Much of the deficit could be financed by asset drawdowns from the General Reserve Fund maintained by the country’s sovereign wealth fund manager, the Kuwait Investment Authority (KIA), as well as from debt issuance on domestic and international markets.

But, if parliament approves the new debt law, which authorizes raising the ceiling on debts and borrowing terms, and government goes on a borrowing spree, the country’s debt is likely to jump to more than 50 percent of GDP in 2022, from the less than 20 percent in 2017, warned S&P. Beyond 2019, growth rates could rise moderately to an average 2.5 percent over 2020-22 period from the eventual ending of OPEC production cuts and the gradual increase in oil production capacity.

Kuwait plans to increase its maximum oil production capacity from the current 2.8 million barrels per day to an ambitious 4.75 million barrels per day by 2040, mainly from new oil discoveries and enhancing output at existing mature fields.

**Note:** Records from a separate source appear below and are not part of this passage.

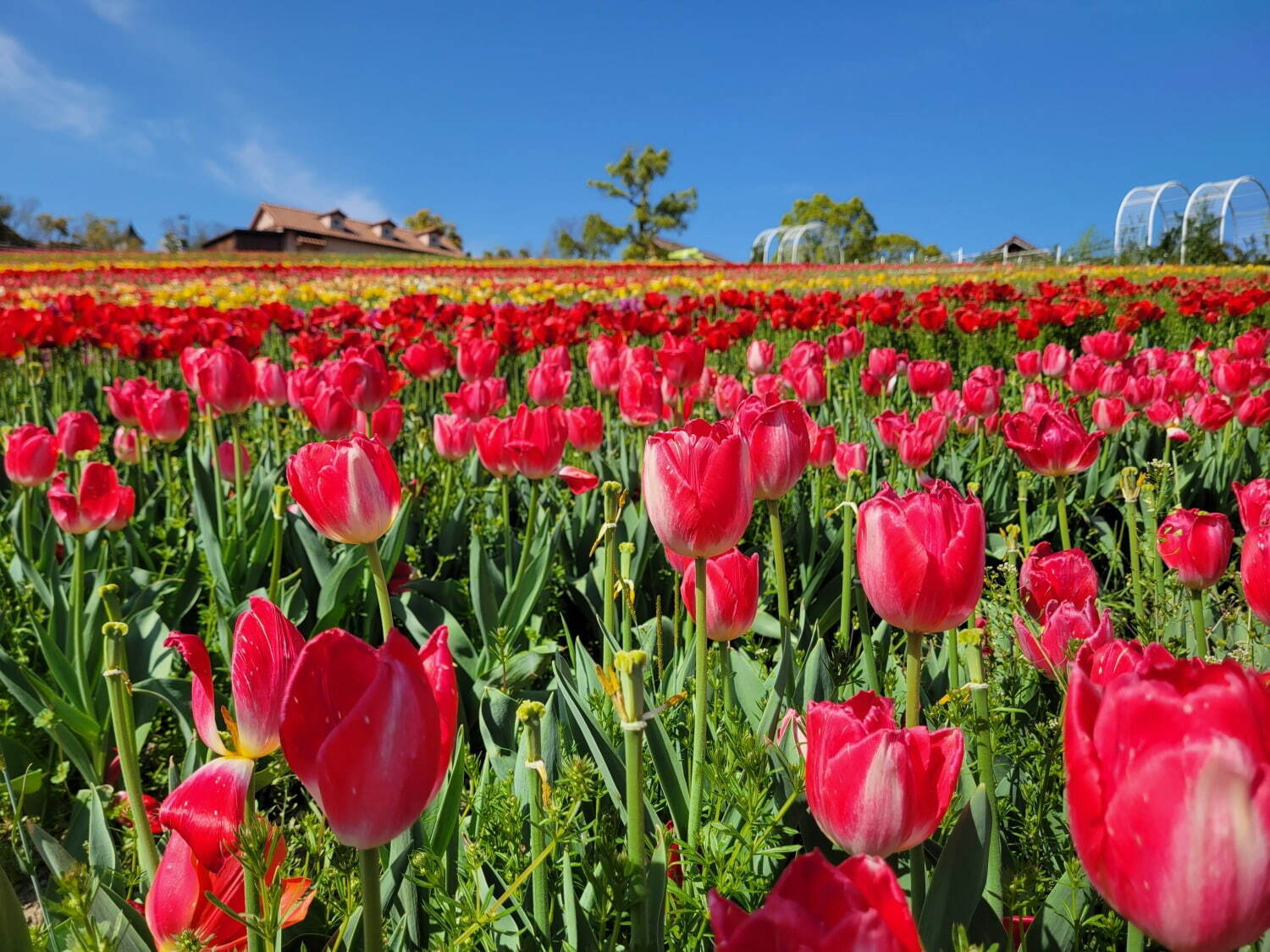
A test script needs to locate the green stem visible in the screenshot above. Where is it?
[1054,476,1072,550]
[363,542,393,639]
[71,536,93,711]
[767,499,794,691]
[688,558,709,845]
[1124,498,1148,637]
[269,487,287,604]
[904,631,926,921]
[357,847,384,952]
[965,641,1003,916]
[508,480,541,592]
[102,621,159,883]
[1190,589,1209,658]
[230,414,246,541]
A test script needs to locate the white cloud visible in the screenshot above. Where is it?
[88,0,137,27]
[206,140,388,221]
[0,33,111,139]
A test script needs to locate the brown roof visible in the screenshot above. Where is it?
[248,202,464,258]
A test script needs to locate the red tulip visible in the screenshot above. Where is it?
[1001,406,1104,476]
[856,480,987,634]
[1063,641,1270,952]
[197,347,256,414]
[145,833,314,952]
[680,548,759,641]
[833,443,869,480]
[472,416,516,477]
[459,338,502,382]
[136,388,190,443]
[505,404,569,480]
[432,414,475,462]
[564,406,605,454]
[734,396,812,499]
[807,418,838,470]
[1231,479,1270,532]
[442,377,507,421]
[642,419,752,559]
[106,487,137,532]
[807,691,965,856]
[102,377,154,426]
[251,357,287,408]
[1156,509,1234,589]
[159,597,305,871]
[1091,398,1137,433]
[525,363,573,406]
[587,338,622,393]
[58,410,102,459]
[282,629,457,850]
[710,850,922,952]
[617,367,662,426]
[1015,598,1114,680]
[556,466,599,497]
[300,382,357,439]
[1240,523,1270,625]
[111,426,141,464]
[287,434,401,543]
[746,339,776,375]
[1019,542,1099,621]
[401,338,450,381]
[4,423,58,487]
[340,347,391,414]
[47,462,122,536]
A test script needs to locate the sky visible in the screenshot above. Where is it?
[0,0,1270,261]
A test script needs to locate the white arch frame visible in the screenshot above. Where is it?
[1180,175,1270,264]
[1113,179,1190,259]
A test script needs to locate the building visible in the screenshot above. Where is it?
[650,235,728,264]
[203,202,465,258]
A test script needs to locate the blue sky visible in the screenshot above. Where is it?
[0,0,1270,258]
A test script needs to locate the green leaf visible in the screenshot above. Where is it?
[0,873,30,952]
[919,784,992,952]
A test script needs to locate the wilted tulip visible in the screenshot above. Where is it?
[1015,598,1114,680]
[710,850,922,952]
[1156,509,1234,589]
[680,548,759,641]
[856,480,987,634]
[1063,641,1270,952]
[1019,542,1099,621]
[643,419,752,559]
[282,629,459,850]
[287,434,401,545]
[807,691,965,856]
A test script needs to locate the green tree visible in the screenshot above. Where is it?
[404,208,464,251]
[554,212,627,259]
[781,192,878,261]
[582,146,698,259]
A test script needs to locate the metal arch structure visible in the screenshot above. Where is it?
[1180,175,1270,264]
[1113,179,1190,259]
[776,221,842,264]
[749,225,792,264]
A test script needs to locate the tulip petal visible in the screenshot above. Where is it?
[159,757,256,872]
[318,631,441,850]
[231,596,305,758]
[163,631,230,757]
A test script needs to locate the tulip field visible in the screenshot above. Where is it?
[0,256,1270,952]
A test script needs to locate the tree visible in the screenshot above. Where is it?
[582,146,698,259]
[554,212,627,261]
[406,208,464,251]
[781,192,878,261]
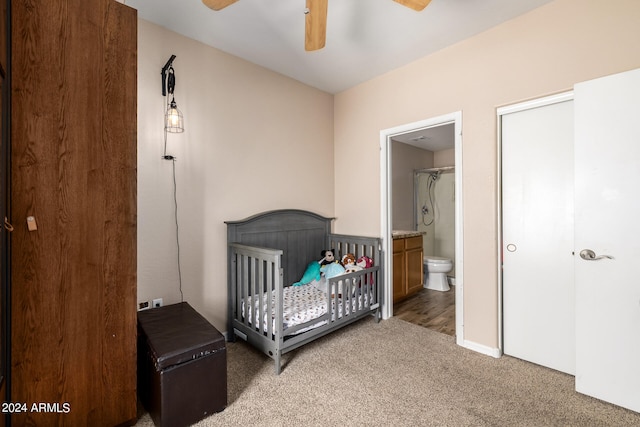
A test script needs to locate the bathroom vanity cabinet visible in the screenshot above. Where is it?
[393,232,424,302]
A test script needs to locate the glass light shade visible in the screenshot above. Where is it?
[164,99,184,133]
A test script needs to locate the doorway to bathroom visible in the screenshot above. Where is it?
[380,112,464,345]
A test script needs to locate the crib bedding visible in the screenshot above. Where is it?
[242,279,374,335]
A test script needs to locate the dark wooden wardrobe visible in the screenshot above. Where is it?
[3,0,137,426]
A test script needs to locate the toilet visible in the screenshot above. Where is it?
[424,255,453,292]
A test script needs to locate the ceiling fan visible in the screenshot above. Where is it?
[202,0,431,50]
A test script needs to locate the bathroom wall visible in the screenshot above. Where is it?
[417,171,456,276]
[391,141,433,230]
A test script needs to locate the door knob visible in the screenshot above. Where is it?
[580,249,613,261]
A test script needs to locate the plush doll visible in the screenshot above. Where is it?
[320,249,338,265]
[293,261,320,286]
[342,254,362,273]
[320,262,344,279]
[356,256,373,268]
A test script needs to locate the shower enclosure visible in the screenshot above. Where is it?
[414,166,456,284]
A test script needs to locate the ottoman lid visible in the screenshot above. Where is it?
[138,302,225,371]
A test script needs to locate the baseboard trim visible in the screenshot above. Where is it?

In addition, restarting production within the so-called Partitioned Neutral Zone (PNZ) between Kuwait and Saudi Arabia, which was previously halted due to disagreements between the two countries, could add around 0.3 million barrels per day to Kuwait’s daily output. Besides overdependence on hydrocarbon revenues, the relatively weak institutional and structural reforms in the country were also cited as a cause for concern by S&P.

While presenting the estimated budget, the finance minister had pointed out that the government was currently instituting structural economic and fiscal reform programs, and control of expenditures was a necessary precondition for these reforms to succeed over time.

“We believe that reform starts with curbing wasteful spending, increasing collection rates of dues to the government’s various entities, while maintaining a healthy rate of capital expenditure on infrastructure and minimizing the impact of our fiscal reforms on the Kuwaiti people,” said Al-Hajraf. The government’s previous attempts at diversifying the economy and introducing financial and administrative reforms have been, at best, lackluster.

Belt tightening measures and pledges of financial prudence in the wake of low oil price scenarios tend to evaporate every time oil rebounds. However, the downside risk to this misplaced ebullience could come if oil prices fall lower than expected, and stay so longer than expected.